I have a friend who’s borderline addicted. He stays up for hours playing. I say he’s “borderline” because he sets aside time in the week to jones.

I used to be addicted to PC games. I could easily stay up all night and part of the next morning playing something like Masters Of Orion.

I wish I could tell you why I’m not anymore. I just sorta lost the attraction in the last few years. I still play PC games, but 2 or three hours a week is plenty for me on average.

I guess I just decided life is more important.

Again, I’m sorry for your loss. :frowning:


You say “cheesy” like that’s a BAD thing.

Stoidela, I’m sorry to hear what you are going through.

MrKnowItAll gave some good advice; check out those sites.

I would also recommend any book by Melody Beattie. She wrote Codependent No More, Beyond Codependency, and others.

Addictions of all kinds do share certain traits, especially in their effects on others. Codependency is as real as addiction and can be just as damaging. Do seek help.

Grant me the Serenity
To accept the things I cannot change;
The Courage
To change the things I can;
And the Wisdom
To know the difference.

There are a lot of 12 step programs now and as a member of several I’ll bet you’ll find other’s with a similar problem at Al-anon. I found people there who understood the problems I had dealing with my mother’s drinking and my father’s drugging. They also understood about my problems with a friend who was addicted to the internet.

Addictions come in all flavors: Drugs, alcohol, sex, smokes, food, internet, computer games. Dealing with them (as someone watching someone else do this) is basically the same. I’d check it out and explain your situation to the group. You may be surprised to find many kindred spirits.
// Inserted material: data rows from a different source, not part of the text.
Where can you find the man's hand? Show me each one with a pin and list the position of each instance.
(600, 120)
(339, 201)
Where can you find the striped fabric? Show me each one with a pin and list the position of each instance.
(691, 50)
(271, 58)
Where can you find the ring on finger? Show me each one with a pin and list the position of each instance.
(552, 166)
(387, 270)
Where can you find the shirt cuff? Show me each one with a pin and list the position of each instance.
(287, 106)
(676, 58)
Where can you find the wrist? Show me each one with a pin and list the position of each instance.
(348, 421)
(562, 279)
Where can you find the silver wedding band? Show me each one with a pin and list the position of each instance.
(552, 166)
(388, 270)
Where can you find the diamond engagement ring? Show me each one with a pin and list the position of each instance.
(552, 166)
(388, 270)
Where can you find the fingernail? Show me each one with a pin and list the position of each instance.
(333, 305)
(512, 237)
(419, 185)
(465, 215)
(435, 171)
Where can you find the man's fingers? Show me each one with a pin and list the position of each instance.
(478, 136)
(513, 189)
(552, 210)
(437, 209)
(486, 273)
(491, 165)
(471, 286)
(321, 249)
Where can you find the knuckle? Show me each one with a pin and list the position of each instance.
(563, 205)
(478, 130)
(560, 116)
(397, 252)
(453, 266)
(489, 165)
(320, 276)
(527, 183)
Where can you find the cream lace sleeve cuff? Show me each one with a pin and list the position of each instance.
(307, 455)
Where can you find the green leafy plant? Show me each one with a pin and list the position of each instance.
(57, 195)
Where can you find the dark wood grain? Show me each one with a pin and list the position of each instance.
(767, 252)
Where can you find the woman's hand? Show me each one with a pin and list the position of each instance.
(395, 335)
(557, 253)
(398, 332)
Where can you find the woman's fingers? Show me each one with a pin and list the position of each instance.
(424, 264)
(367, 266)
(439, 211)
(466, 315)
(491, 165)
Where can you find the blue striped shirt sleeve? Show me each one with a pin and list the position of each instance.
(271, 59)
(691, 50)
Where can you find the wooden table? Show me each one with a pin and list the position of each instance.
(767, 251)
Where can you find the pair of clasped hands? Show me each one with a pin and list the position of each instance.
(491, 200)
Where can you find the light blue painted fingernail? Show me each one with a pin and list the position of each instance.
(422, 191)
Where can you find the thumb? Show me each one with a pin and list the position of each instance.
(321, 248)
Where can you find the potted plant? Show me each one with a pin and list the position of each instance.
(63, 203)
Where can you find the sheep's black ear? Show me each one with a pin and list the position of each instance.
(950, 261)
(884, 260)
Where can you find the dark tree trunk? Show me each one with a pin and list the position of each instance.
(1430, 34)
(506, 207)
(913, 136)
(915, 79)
It also seems there is a lot of support for you here.

Best!
Byz

I appreciate y’all taking the time to lend what hands you can.

I checked out the co-dependency links. If I’m co-dependent at all, i just got over it. The relationship is in meltdown exactly because I will no longer be an “enabler”. I am doing a one-woman intervention with him, basically taking away the only thing I have the power to take away to get his attention.

Of course, it’s also to save my sanity, since I can’t sit by any watch anymore, or be at the effect of it.

I love him so much…sigh…

Just a thought, Stoidela, but you may want to show him this thread. The sheer love and concern that you’ve shown here would definitely be a wake up call to me, were I him.
In fact, it’s about time I turned this blasted machine off for a while.

Just a thought, Stoidela, but you may want to show him this thread. The sheer love and concern that you’ve shown here would definitely be a wake up call to me, were I him.
In fact, it’s about time I turned this blasted machine off for a while.

Just a thought, Stoidela, but you may want to show him this thread. The sheer love and concern that you’ve shown here would definitely be a wake up call to me, were I him.
In fact, it’s about time I turned this blasted machine off for a while.